Private market investments “get put on a pedestal too much” and “do not actually make the members a lot of money”, People’s Partnership CIO Dan Mikulskis has warned.
Speaking at the PLSA Investment Conference 2024, Mikulskis highlighted that “there can be good investments in private markets and a lot of bad investments as well”.
“There are certainly a lot of ways to do private markets that make fund managers and people who own them a lot of money that don’t actually make the members a lot of money," he stated.
"So working on getting a fair split of the economics is something that really needs to be worked on.
"There is often a fundamental unfairness in how the economics are shared between the manager and client. So I do think there needs to be a bit of a step change to get the right results for members with that.”

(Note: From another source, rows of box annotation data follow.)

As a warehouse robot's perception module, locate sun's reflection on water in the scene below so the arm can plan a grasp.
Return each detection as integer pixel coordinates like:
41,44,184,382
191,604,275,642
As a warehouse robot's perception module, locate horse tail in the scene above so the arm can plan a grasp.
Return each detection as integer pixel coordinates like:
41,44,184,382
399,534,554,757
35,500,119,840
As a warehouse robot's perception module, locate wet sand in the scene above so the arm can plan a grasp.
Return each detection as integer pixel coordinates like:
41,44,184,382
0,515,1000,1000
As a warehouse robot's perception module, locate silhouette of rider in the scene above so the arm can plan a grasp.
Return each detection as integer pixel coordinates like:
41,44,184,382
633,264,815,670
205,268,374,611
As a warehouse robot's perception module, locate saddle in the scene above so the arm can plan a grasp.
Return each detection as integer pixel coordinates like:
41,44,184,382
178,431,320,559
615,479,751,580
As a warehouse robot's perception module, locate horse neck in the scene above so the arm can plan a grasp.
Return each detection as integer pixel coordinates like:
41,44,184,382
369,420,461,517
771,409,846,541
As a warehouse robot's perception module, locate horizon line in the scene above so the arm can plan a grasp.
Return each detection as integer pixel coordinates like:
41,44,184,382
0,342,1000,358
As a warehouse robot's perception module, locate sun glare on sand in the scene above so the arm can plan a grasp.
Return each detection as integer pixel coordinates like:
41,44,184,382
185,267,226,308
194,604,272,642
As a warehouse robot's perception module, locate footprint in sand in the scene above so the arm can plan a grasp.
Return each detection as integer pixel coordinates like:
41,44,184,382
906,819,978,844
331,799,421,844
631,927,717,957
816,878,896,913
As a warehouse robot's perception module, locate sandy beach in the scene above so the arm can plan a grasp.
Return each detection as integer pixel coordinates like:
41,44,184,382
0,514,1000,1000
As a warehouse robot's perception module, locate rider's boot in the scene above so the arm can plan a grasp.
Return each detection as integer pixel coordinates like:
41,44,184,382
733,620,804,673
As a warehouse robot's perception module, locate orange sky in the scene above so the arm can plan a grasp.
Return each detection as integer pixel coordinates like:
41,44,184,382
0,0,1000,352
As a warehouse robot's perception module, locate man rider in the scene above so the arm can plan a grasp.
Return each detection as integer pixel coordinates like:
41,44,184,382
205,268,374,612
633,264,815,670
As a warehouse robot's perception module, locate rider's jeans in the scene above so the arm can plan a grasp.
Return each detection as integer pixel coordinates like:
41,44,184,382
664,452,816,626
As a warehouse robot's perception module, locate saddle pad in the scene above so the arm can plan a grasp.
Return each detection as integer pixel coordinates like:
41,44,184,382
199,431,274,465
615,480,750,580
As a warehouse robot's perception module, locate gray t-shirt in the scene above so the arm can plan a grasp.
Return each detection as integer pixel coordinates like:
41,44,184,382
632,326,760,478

Mikulskis clarified that People’s Partnership does not currently invest in private markets but may do so once “we grow and get to the right scale”.

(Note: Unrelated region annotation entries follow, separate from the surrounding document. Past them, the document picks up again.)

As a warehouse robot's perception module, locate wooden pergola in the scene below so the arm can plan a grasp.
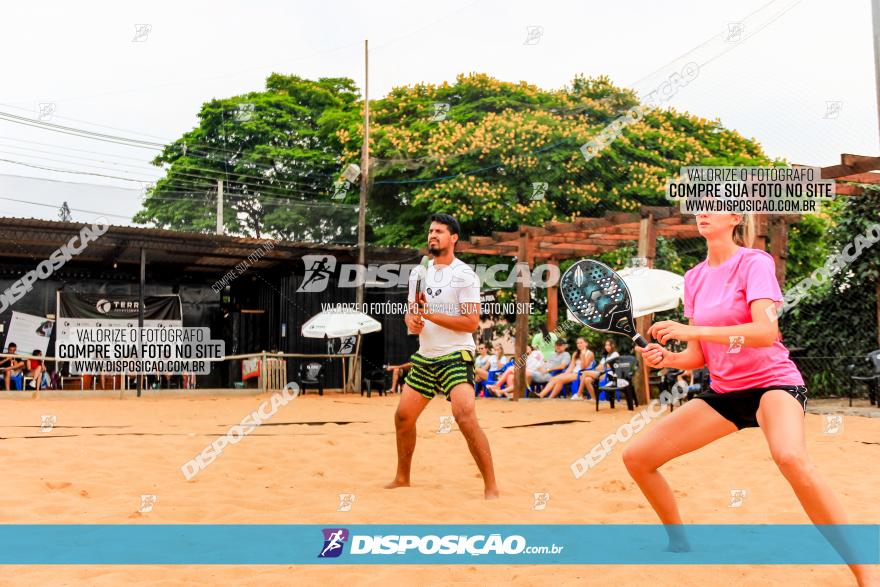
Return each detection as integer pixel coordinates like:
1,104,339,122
456,154,880,402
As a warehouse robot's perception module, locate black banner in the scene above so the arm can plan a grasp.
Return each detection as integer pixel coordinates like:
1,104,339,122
58,292,183,320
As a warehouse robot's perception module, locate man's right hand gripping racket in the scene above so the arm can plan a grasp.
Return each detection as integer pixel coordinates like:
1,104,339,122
560,259,648,348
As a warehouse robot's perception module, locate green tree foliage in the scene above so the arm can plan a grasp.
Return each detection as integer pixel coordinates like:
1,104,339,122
340,74,771,245
135,74,360,242
781,186,880,356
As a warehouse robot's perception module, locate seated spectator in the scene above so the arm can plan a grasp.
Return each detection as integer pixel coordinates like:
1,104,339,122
536,336,594,399
385,363,412,393
532,338,571,383
27,349,46,391
0,342,25,391
486,344,544,398
571,338,620,399
474,342,491,383
474,342,507,383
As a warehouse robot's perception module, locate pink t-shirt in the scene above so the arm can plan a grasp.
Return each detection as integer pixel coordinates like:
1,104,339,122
684,247,804,393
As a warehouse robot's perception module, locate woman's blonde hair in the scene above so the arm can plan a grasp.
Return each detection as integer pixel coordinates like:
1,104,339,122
733,214,749,247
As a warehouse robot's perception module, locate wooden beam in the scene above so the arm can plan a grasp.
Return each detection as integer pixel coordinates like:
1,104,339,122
513,227,535,401
834,173,880,184
547,259,559,333
769,218,788,287
822,153,880,179
635,214,657,405
834,183,865,196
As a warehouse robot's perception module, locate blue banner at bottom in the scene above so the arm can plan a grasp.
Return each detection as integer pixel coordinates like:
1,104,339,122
0,524,880,565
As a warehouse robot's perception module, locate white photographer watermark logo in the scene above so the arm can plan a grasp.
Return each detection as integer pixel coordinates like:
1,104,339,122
727,489,747,508
766,223,880,320
431,102,450,122
437,416,455,434
40,414,58,432
235,102,254,122
0,216,110,313
569,389,687,479
296,255,560,293
529,181,548,202
336,493,356,512
523,25,544,45
822,100,843,120
532,492,550,512
580,61,700,161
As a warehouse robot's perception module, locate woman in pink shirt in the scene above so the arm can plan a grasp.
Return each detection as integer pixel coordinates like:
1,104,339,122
623,214,877,585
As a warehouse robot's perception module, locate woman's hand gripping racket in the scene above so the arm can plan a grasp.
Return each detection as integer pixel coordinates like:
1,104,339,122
560,259,648,348
408,255,431,334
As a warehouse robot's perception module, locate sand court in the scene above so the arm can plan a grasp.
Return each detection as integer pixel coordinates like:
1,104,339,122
0,394,880,585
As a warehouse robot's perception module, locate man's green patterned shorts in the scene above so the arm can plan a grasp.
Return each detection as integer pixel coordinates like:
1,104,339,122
405,350,474,401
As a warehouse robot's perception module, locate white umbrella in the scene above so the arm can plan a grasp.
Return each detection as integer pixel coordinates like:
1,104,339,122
302,308,382,338
618,267,684,318
568,267,684,320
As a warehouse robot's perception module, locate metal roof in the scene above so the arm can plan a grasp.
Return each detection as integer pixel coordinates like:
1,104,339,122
0,217,418,273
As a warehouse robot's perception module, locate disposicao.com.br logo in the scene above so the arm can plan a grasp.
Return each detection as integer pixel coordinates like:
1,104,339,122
318,528,564,558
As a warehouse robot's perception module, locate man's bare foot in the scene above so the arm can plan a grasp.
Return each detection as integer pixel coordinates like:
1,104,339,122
385,479,409,489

However, “I tend to think that private markets gets put on a pedestal too much”, he added.
Looking at fixed income, now that “people are saying bonds are back and have been for a good year or so with rates higher now”, Mikulskis also suggested that there is “quite a lot to think about with where you want to be on the curve of credit – do you want short-dated or medium- to longer-dated, what the role of fixed income is in a DC scheme, sitting alongside growth assets as a volatility dampener and also as a big part of the pre-retirement portfolio”.

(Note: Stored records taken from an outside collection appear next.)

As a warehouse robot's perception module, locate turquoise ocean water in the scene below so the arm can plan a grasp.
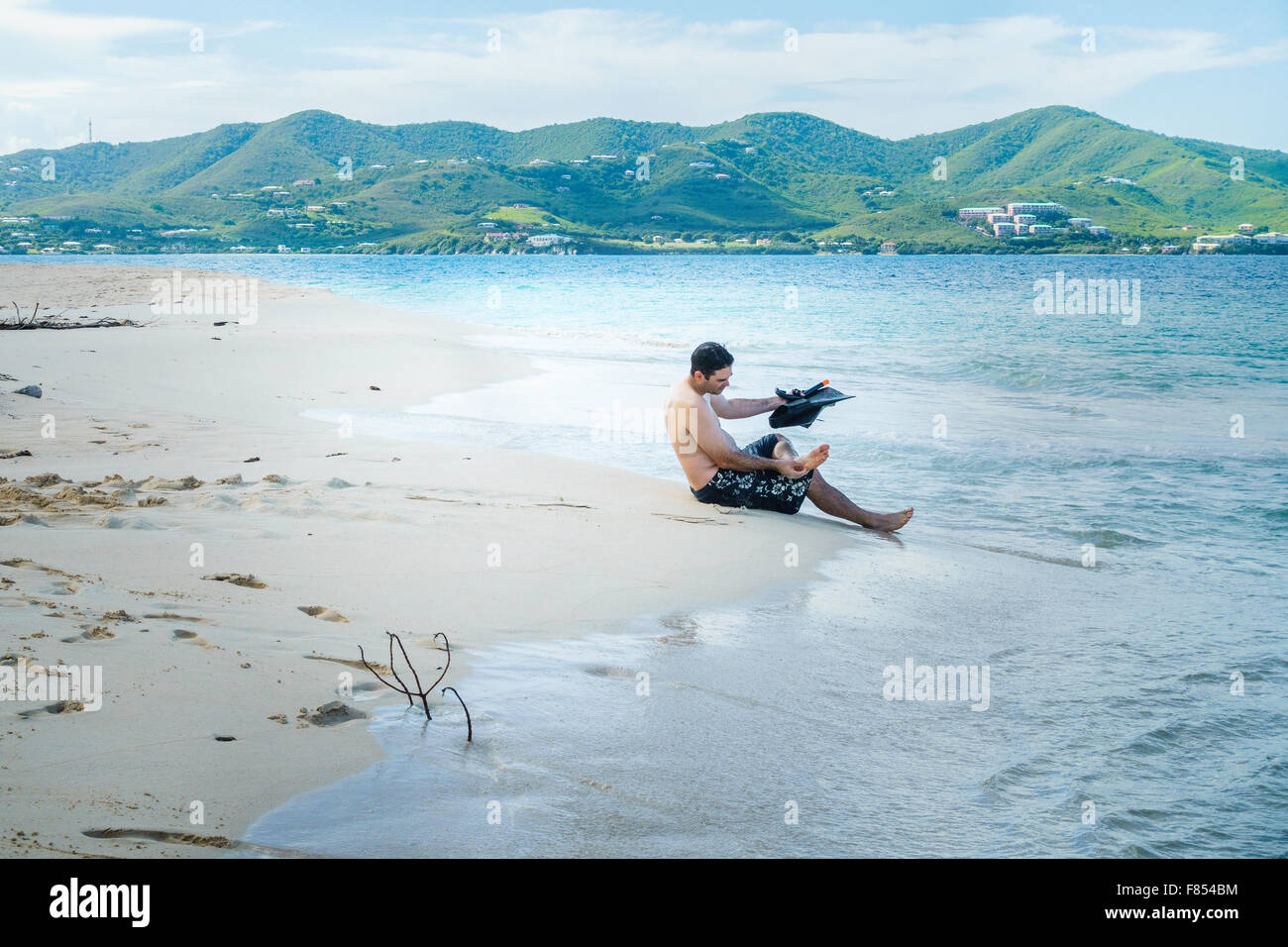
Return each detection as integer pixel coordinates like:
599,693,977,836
0,257,1288,857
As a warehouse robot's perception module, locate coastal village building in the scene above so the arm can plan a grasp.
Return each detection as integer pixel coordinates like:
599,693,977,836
1006,201,1069,217
528,233,572,246
1194,233,1252,249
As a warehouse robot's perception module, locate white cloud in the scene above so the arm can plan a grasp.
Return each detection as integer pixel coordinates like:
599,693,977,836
0,0,188,47
0,6,1288,145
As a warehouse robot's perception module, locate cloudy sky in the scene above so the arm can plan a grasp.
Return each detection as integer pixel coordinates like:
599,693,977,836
0,0,1288,154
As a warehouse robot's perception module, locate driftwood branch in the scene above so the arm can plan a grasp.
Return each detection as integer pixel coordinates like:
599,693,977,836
439,686,474,743
0,301,143,330
358,631,474,743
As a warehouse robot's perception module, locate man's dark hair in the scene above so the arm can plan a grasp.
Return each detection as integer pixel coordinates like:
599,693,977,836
690,342,733,377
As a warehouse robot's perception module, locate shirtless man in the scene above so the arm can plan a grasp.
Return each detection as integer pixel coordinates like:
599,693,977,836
666,342,912,532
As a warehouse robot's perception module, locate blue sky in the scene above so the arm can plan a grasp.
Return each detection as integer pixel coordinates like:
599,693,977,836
0,0,1288,152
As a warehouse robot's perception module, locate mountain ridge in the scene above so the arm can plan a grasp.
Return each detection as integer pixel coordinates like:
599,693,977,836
0,106,1288,253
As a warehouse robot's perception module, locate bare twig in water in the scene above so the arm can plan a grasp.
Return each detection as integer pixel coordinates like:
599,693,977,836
430,631,450,697
358,631,474,743
0,303,143,330
385,631,415,707
358,631,474,743
439,686,474,743
358,631,434,720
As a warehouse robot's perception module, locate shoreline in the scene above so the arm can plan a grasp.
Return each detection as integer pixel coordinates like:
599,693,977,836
0,261,854,857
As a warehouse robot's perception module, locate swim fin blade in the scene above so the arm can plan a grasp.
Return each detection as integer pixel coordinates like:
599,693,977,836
769,381,854,428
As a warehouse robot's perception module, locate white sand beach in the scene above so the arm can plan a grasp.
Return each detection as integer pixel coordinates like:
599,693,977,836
0,264,855,857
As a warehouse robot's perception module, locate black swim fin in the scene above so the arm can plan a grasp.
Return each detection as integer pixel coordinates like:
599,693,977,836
769,381,854,428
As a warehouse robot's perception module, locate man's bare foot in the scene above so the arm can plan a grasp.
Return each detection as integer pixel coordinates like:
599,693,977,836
863,506,912,532
798,445,832,473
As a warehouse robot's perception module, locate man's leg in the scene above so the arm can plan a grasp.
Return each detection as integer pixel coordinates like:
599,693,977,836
770,434,832,471
804,472,912,532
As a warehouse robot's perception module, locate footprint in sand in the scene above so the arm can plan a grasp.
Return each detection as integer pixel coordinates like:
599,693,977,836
172,627,220,651
299,605,348,621
202,573,268,588
18,701,85,716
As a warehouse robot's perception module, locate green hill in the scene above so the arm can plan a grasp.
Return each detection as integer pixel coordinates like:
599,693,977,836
0,106,1288,253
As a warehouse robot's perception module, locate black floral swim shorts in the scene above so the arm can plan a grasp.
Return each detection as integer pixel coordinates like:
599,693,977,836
691,434,814,513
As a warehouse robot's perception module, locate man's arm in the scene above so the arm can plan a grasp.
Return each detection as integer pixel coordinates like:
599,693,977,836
691,406,805,478
711,394,787,421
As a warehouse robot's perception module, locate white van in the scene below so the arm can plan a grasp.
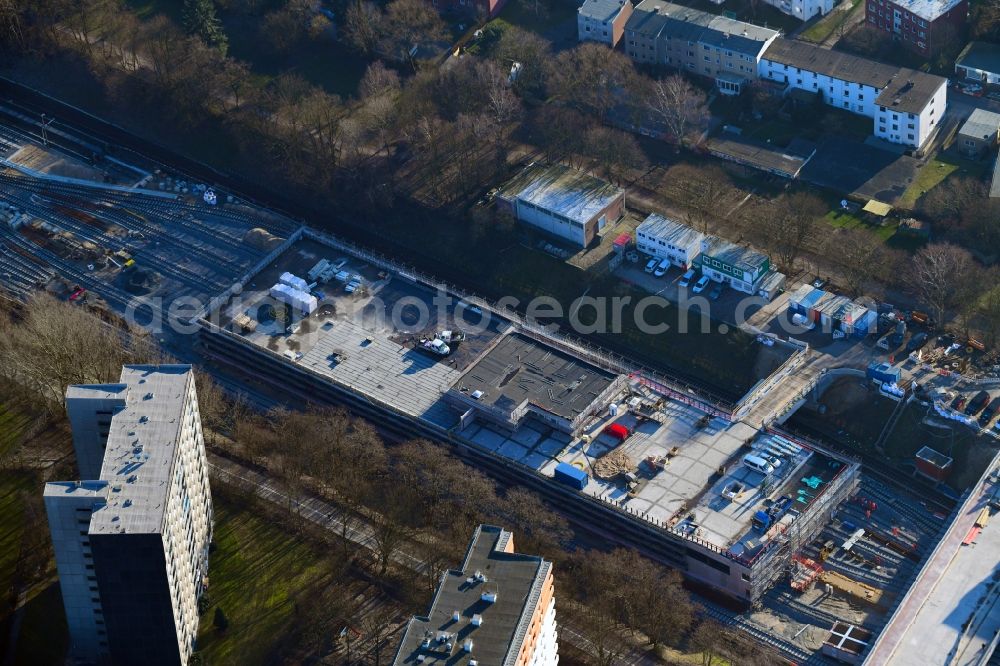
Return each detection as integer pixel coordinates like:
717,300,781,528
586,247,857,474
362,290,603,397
743,453,774,476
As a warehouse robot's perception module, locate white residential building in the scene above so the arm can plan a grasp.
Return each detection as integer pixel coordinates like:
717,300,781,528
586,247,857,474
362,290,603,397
625,0,778,95
759,39,948,148
45,365,212,665
635,213,705,270
392,525,559,666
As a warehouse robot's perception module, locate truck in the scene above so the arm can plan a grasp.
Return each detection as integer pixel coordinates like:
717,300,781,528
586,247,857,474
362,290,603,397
553,463,590,490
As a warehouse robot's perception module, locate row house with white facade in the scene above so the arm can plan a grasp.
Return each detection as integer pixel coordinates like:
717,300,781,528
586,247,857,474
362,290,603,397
759,38,948,148
625,0,778,95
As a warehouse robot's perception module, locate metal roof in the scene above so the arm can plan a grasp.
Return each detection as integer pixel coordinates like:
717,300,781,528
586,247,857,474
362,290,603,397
90,365,194,534
625,0,778,55
635,213,705,248
393,525,552,666
955,42,1000,74
576,0,632,22
453,333,617,420
892,0,962,21
497,164,625,225
702,236,768,271
958,109,1000,141
764,37,947,114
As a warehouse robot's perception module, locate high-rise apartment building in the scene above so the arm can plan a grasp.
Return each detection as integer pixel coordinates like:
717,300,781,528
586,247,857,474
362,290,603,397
45,365,212,665
393,525,559,666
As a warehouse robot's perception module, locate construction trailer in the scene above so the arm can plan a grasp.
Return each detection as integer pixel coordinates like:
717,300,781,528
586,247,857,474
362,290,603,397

There is quite of bit of work to be done there in the DC market generally with how we approach the ‘vanilla’ fixed income specie, he added.
Mikulskis also recommended not getting ‘distracted’ by short-term trends, such as the upcoming general election.
“The elections this year and geopolitics deeply matter to people’s lives but the biggest risk to investors I think arguably is that we get too distracted by them and get distracted into making decisions off the back of them that aren’t quite right,” he stated.
“The history of the market shows that they do go through election cycles pretty well and even if they don’t, it’s really hard to predict what’s going to happen. It’s really underappreciated how hard it is to actually set stuff up to screen for that noise and think deeply about what you need to actually focus on the long term.
“One positive example of that is that I see more asset managers sharing their long term expected return forecasts, rather than just ‘is there going to be a recession this year’ type commentary, which in my view is just noise,” Mikulskis added.